Fact. The campaigns are raising more money, using more media to get more outrageous. Boil it all down and here's what you get: One candidate would gleefully export jobs, the other would secretly march us off a socialist cliff. Really?

Fact. The great miracle of digital media has become the peculiar curse of civic discourse. Amid 955 million Facebook pages, half a billion active websites and endless TV talk, complexity and context get compressed to sound bites, tweets and texts. Quick -- tell us how we can put people to work or solve global warming in 16 seconds, in 140 characters, while you're going up the escalator.

Day after day. On TV. On the stump. Online.

We deserve serious debate driven by real information. Persistent long-term unemployment, debt and deficits, income inequality, education, infrastructure, challenges from abroad and from planet earth -- all of these things are made more urgent by the global moment we're in.

Maybe we could actually put our arms and our brains around some of these -- and compliment instead of insult the intelligence of the American public -- if we started with the facts.

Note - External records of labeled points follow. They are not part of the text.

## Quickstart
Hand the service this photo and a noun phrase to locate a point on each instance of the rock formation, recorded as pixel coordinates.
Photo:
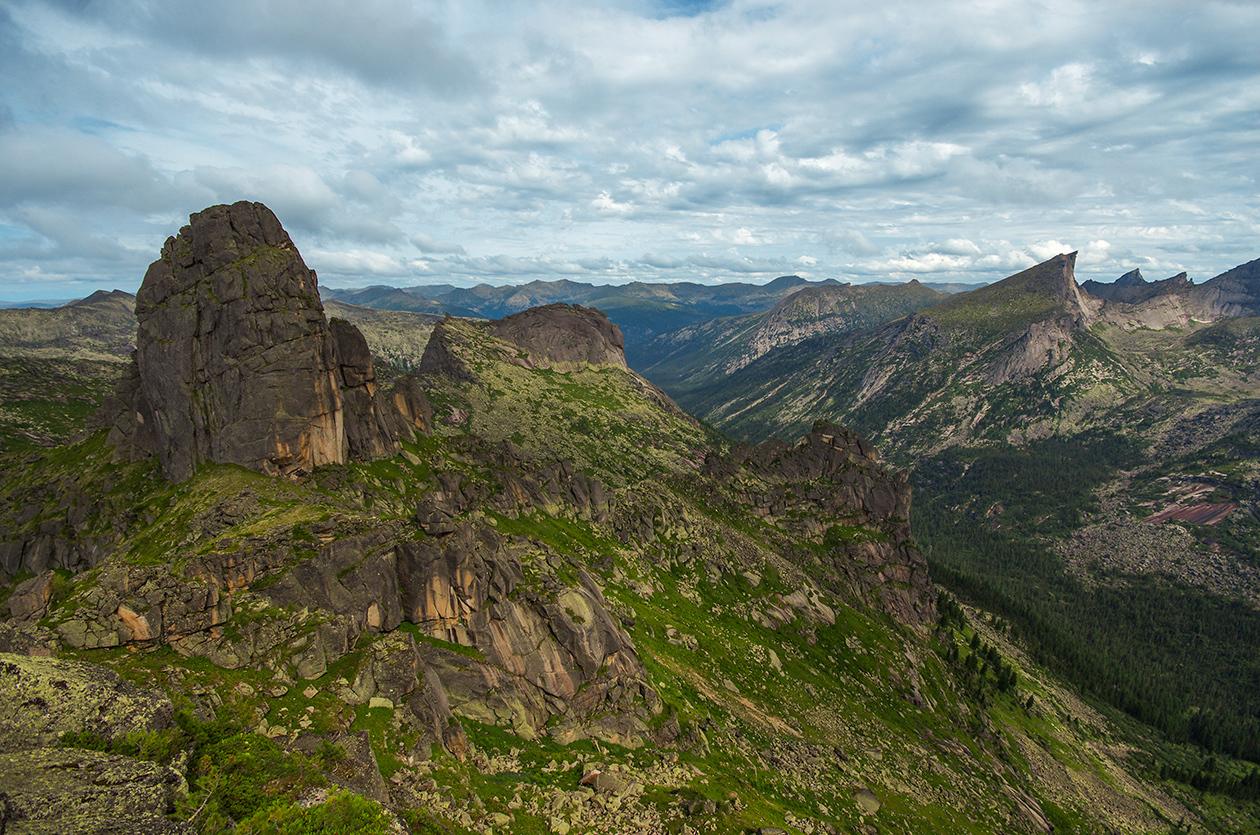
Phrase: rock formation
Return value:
(832, 476)
(560, 335)
(236, 362)
(1133, 289)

So we're going to give it the college try. Literally.

We've launched Face the Facts USA. One hundred clear, clean, unimpeachable facts leading up to the election.

A sampling.

FACT. The percentage of unemployed workers who were jobless for six months or more was 43.8 percent in 2011, higher than any time since the government started keeping records.

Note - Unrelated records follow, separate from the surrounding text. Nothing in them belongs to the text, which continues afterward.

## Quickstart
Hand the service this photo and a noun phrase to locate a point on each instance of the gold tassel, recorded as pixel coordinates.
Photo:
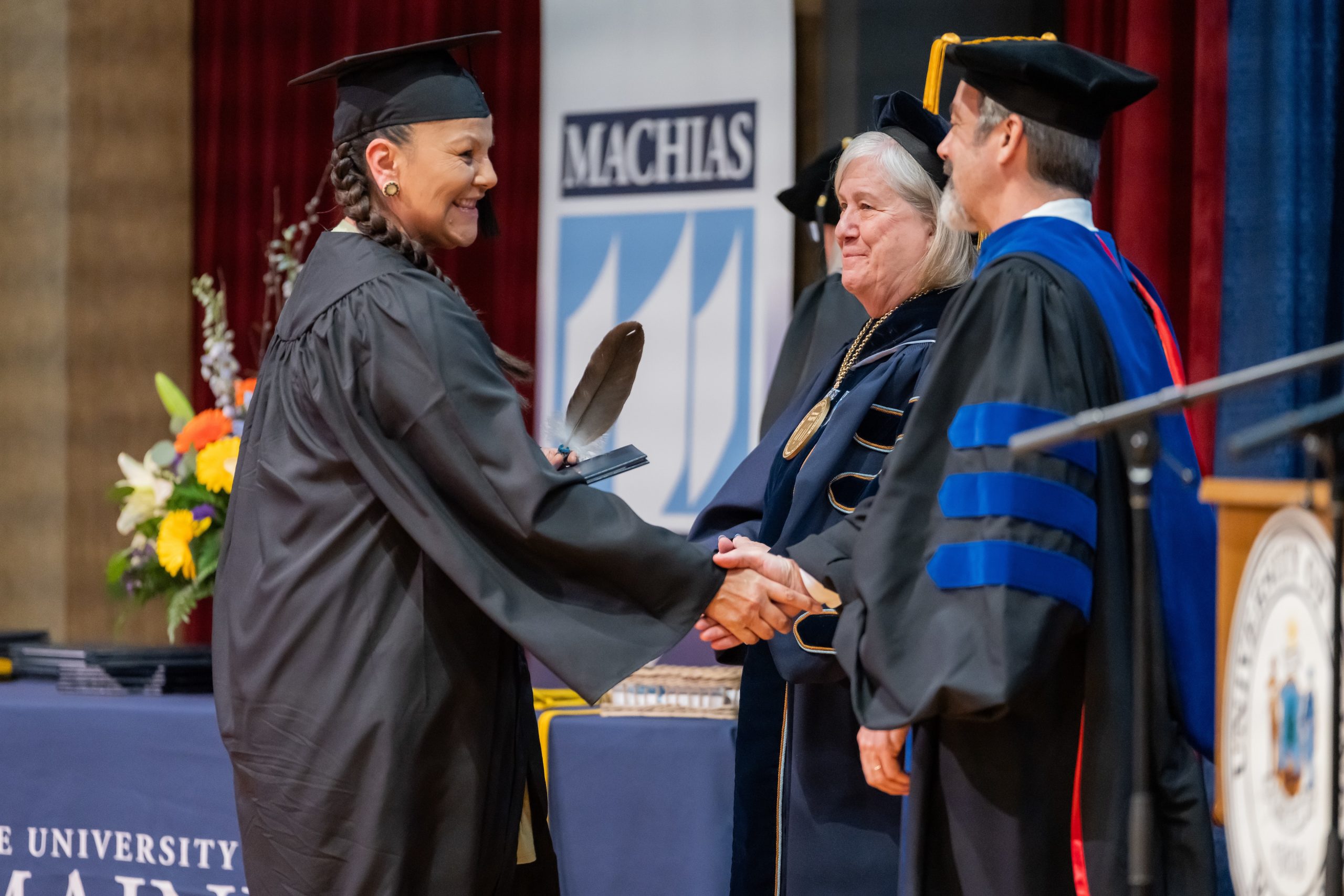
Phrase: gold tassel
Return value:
(933, 81)
(937, 54)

FACT. The biggest holder of federal government debt -- which now exceeds total U.S. economic output -- is not China or Saudi Arabia. It's the U.S. government itself.

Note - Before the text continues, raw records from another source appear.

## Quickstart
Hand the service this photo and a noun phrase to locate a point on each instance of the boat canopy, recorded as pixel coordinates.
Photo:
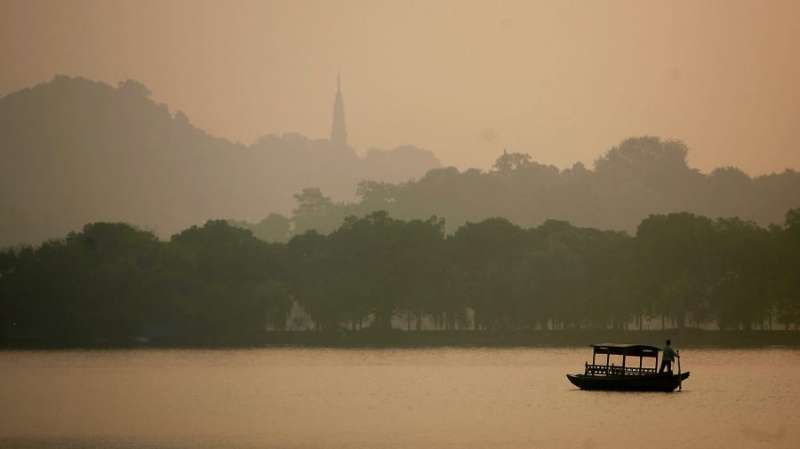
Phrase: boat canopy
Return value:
(627, 350)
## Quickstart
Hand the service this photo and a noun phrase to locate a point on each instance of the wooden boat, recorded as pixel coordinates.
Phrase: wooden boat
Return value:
(622, 377)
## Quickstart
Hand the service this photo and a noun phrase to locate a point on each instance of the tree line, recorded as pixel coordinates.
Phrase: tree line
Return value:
(113, 282)
(639, 177)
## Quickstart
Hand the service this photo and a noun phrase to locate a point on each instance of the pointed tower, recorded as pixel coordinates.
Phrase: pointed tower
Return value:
(338, 129)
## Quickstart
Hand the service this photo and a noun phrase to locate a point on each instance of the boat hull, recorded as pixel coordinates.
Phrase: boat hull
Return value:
(652, 382)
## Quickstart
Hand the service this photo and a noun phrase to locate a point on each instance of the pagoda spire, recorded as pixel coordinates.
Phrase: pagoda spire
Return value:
(338, 128)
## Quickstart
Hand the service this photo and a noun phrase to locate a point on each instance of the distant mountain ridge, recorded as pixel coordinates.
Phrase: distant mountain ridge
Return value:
(77, 151)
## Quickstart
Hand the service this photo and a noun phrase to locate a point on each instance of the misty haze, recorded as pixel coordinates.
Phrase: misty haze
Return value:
(271, 224)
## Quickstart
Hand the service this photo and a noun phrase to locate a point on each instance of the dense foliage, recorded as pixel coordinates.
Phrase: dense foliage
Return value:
(639, 177)
(112, 282)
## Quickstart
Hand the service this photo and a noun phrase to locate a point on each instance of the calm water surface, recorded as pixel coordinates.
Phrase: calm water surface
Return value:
(432, 398)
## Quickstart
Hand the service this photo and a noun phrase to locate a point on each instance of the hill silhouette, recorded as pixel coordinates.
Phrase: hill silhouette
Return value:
(77, 151)
(639, 177)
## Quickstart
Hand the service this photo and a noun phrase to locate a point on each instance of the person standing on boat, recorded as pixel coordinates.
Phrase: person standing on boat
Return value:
(668, 358)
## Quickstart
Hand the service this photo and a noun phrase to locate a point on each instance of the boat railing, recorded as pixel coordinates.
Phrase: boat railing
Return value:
(613, 370)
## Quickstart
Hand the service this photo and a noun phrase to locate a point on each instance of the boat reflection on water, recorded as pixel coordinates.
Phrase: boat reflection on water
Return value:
(622, 377)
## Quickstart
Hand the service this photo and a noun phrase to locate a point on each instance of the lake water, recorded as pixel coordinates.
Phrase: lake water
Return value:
(417, 398)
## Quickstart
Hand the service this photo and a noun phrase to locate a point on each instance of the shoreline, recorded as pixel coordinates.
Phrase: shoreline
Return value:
(397, 339)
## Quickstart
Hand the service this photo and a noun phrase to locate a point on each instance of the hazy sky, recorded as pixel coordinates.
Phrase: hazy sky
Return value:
(560, 80)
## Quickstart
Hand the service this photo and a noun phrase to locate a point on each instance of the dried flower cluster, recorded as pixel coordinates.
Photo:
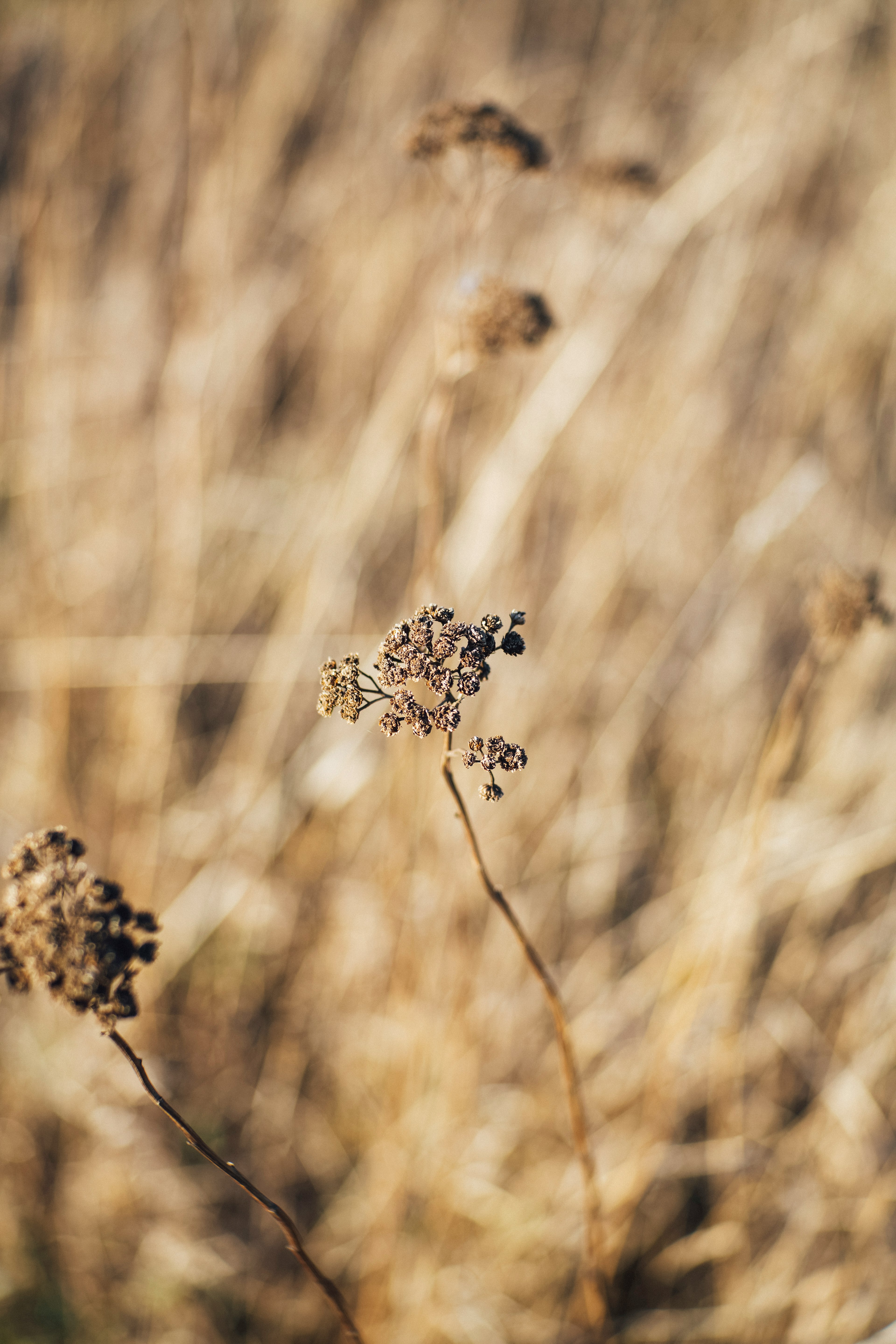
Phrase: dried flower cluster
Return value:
(498, 318)
(492, 755)
(451, 659)
(837, 609)
(630, 175)
(69, 929)
(469, 126)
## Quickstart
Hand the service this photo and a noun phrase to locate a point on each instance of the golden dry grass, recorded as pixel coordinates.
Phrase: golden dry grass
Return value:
(221, 288)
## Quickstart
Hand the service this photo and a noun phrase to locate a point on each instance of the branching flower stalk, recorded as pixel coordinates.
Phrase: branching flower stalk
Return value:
(417, 651)
(68, 929)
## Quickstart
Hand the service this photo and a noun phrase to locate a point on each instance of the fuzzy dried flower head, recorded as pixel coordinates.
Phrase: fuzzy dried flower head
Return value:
(476, 126)
(837, 609)
(69, 929)
(451, 658)
(630, 175)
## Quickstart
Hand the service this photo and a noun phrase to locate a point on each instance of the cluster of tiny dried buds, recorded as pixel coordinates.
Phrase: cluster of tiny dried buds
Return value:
(69, 929)
(471, 126)
(451, 659)
(491, 755)
(839, 607)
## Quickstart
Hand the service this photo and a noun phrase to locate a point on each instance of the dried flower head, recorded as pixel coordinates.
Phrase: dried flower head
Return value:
(496, 318)
(629, 175)
(449, 658)
(471, 126)
(69, 929)
(837, 609)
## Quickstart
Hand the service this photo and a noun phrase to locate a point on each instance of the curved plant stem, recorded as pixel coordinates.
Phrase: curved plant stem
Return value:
(594, 1281)
(285, 1222)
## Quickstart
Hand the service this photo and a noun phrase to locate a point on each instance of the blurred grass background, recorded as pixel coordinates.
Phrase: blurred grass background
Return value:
(220, 283)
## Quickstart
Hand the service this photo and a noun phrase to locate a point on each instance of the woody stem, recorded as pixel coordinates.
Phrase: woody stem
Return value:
(280, 1217)
(594, 1281)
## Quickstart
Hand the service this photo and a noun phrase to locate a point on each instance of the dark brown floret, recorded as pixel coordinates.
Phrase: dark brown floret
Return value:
(70, 931)
(448, 126)
(447, 717)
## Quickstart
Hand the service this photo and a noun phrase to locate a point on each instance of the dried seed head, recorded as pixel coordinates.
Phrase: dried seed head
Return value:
(390, 724)
(837, 609)
(447, 717)
(467, 126)
(636, 177)
(70, 931)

FACT. More than 67,000 bridges in America are considered "structurally deficient"-- metaphor for our crumbling infrastructure.

With every fact, we'll link to primary source information, varying perspectives and ideas for solutions. We'll connect to related content, videos and documentaries. We'll provide user 'tools' if you want to get involved or sit around and talk about these issues with your kids (or your parents), find out what's happening in your community or see what the candidates would actually do.

So, 100 FACTS, thoroughly researched and vetted, one per day. From debt and deficits to taxes, jobs, energy, education, infrastructure, health care and national security.

We'll make it engaging, creative and memorable. Don't be surprised if you see a fact animated, treated as a detailed infographic -- or as a spoof of a Hollywood hit.

Led by veteran journalists, supported by a prestigious, bipartisan group of committed Americans, based at The George Washington University, assisted by a dedicated group of graduate and undergraduate students, Face the Facts USA has no agenda other than putting facts first. Providing context. Enabling a fact-driven conversation that is transparent and inclusive. Philanthropically funded, we are sharing our content at no charge to media organizations, civic groups and others.

Our challenges are complex and global. They won't be addressed by campaign ads or fixed by ignorance. And our competiveness, our standing as a superpower, is on the line. If we blow it, well, Greece was a superpower once, too.

So check us out. Learn. Engage. E-mail, tweet or post it on Facebook. Help drive the conversation and engage the debate. Take charge.

But start with the facts.

It's time.

Frank Sesno is Director of the School of Media and Public Affairs at The George Washington University and chief executive of Face the Facts USA.